Beklemekten sıkılan Selin "Zeynep! Hadi, nerde kaldın?" diye seslendi. Selin'in sesini duyan Zeynep banyodan çıkıp "Geliyorum!" dedi. Aşağı inerken yüzüne kocaman bir gülümseme yerleştirip
"İyi ki Selin var. O çok güzel bir arkadaş. Beni hiç yalnız bırakmadı. Nasıl öderim onun hakkını bilmiyorum. Sanırım bir teşekkür sürprizi falan yapsam fena olmaz." Diye konuşa konuşa salona geldi. Yüzündeki gülümsemeyi gören Selin tatlı bir ses tonuyla:
"Ooo bakıyorum da çok mutlusun" dedi. "Biraz önce mutsuzken şimdi nasıl bu kadar mutlu olabildin? Ne oldu yukarda seni mutlu eden?"

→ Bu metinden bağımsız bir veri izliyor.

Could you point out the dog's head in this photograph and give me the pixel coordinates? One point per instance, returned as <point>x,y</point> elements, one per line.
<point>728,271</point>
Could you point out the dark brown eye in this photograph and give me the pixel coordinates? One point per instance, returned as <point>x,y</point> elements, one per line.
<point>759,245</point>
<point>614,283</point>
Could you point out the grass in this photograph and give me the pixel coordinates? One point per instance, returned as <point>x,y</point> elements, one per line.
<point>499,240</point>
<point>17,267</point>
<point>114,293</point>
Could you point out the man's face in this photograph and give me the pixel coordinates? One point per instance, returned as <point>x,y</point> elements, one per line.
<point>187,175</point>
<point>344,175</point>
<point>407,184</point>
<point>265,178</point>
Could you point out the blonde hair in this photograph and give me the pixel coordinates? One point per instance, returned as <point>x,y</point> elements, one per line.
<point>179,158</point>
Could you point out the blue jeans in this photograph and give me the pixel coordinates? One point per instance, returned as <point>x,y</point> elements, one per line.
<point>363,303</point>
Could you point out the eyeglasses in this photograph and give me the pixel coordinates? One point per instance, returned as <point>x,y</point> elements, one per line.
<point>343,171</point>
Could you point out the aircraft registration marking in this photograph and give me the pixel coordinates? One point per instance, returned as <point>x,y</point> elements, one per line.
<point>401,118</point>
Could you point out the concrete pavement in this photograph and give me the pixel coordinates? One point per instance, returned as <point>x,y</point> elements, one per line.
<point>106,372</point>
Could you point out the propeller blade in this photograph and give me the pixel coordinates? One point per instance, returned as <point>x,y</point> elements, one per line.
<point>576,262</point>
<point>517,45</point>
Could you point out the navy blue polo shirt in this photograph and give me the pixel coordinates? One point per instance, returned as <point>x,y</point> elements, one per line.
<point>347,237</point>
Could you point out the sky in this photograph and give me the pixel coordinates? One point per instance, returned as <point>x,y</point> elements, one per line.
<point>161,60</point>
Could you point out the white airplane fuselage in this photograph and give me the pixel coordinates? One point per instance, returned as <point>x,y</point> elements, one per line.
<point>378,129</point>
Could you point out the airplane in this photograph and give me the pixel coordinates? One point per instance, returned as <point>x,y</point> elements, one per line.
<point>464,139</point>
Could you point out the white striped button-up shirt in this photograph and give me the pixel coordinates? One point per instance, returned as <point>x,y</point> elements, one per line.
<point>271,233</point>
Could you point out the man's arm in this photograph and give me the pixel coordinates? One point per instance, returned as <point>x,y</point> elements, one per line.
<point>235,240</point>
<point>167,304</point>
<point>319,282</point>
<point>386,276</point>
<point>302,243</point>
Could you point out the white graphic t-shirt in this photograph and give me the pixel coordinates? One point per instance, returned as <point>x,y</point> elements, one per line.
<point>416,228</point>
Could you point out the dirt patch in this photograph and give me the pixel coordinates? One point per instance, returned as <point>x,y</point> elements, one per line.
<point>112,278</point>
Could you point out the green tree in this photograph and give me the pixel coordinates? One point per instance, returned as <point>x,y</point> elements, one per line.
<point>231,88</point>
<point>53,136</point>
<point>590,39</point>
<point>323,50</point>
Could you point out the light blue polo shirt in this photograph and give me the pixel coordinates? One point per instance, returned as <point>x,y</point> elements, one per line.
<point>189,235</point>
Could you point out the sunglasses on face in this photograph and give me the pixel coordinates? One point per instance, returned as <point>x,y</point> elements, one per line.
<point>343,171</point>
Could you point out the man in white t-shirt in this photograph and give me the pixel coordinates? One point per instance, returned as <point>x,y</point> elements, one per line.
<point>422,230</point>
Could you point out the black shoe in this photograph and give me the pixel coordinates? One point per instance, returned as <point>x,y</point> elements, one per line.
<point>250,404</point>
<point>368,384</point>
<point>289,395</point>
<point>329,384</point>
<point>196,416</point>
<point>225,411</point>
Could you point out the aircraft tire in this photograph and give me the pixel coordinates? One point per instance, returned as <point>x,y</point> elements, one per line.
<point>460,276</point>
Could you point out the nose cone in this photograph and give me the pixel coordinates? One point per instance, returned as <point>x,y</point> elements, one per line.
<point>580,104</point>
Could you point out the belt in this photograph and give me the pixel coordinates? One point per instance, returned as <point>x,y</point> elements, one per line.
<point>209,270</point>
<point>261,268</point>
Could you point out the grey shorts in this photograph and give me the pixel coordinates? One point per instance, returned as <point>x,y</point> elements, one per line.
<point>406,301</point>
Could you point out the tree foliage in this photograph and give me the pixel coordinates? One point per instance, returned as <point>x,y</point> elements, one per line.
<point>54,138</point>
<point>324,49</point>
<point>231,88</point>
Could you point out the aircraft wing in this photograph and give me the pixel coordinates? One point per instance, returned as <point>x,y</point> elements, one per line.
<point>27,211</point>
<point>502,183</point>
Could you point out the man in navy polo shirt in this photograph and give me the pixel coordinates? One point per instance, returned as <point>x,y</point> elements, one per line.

"Sensin beni mutlu eden" deyip Selin'in yanına oturdu.
Selin, Zeynep'in gözlerinin içine bakarak gülümsedi. Çok mutlu gözüken Selin bir çırpıda Zeynep'e sarıldı. Aklından bir şey geçiren Selin,  Zeynep'in kulağına doğru fısıldayarak şöyle dedi "iyi ki benim dostumsun, iyi ki benimlesin zümrüt gözlü kardeşim"
Samimiyet böyle birşeydi, iki dostun birbirine sarılması ve birbirlerinin destekçisi olmasıydı. Ömürlerinin sonuna dek böyle olmalıydı.